There’s that scene in the movie “Juno” where the lead character replies to a comment of her father’s, “I don’t really know what kind of girl I am.” While I certainly hope my daughter never makes that kind of comment to me in the context of that movie’s plot lines, I appreciated the sentiment. I didn’t really know who I was at 16, much less at 4.
So I’m alternately annoyed and perplexed why people seem to want to label my daughter. Is she a princess? Is she a tomboy? Is she this or that? She’s a little bit of everything, I say. She’s pink and purple twirly dresses and baseball and soccer. She’s a mother to her stuffed animals and she gets right in there when her brothers wrestle.

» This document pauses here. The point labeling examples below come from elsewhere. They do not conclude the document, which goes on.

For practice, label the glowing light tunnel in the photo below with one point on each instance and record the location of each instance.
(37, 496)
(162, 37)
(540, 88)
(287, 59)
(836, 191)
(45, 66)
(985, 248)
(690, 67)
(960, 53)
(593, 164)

She’s shy. She’s assertive. She’s opinionated. She’s often perplexed. She’s Sunshine. That should be enough.
Going to the extreme
Sunshine was at a classmate’s birthday party over the weekend. It was a princess party, and to Sunshine’s eyes, it was too much. (Mine, too, to be honest.) As much as she likes the birthday girl and the other girls at the party and they play often at school, Sunshine wanted nothing to do with the costumes and the nail polish and eye shadow being passed around like a drug and runways walks that were a part of the events. She wanted the swing set. The super-princess thing scared her. Other mothers kept asking me about her (in her pink dress): Is she a real tomboy? Because there could be no in between to their eyes. Tomboy or princess, and never the twain shall meet.
You could say that I’ve steered Sunshine away from the super girly stuff, and I suppose you are right. I haven’t intentionally introduced it (nor have I intentionally avoided it), and she hasn’t asked for it, even though she does see some serious princess stuff at school and at friend’s houses. I have given her a dollhouse and pink dress-up dance clothes and the like, but she seems to self-moderate with it. She enjoys it, but it isn’t her whole world.
Nor have I given her only sports stuff or dress her only in pants or gender-neutral clothing. She most definitely likes and asks for dresses, but even then she doesn’t like ruffly, foufy stuff. It’s all her, really.
It’s too soon for labelsSo what is with all the labeling? Can’t she be bit of both? Is it really necessary to label her so soon? Can’t she just be herself? If we do insist on labeling her, how will that affect her in years to come? If she keeps hearing that she is a princess or a tomboy, will she then reject something out of the comfort zones of those labels because that’s what she thinks she’s supposed to do? I think she has plenty of time to figure out who she is, to try on different hats. Plenty. Decades, even. There is no need to apply a label now.
Near the end of the party on Saturday, Sunshine tried to get in with the dressed up and made up princesses for dancing, but it still felt off for her. She came to me (seeking balance?) and said, “Mommy, I just want to go play with some boys.”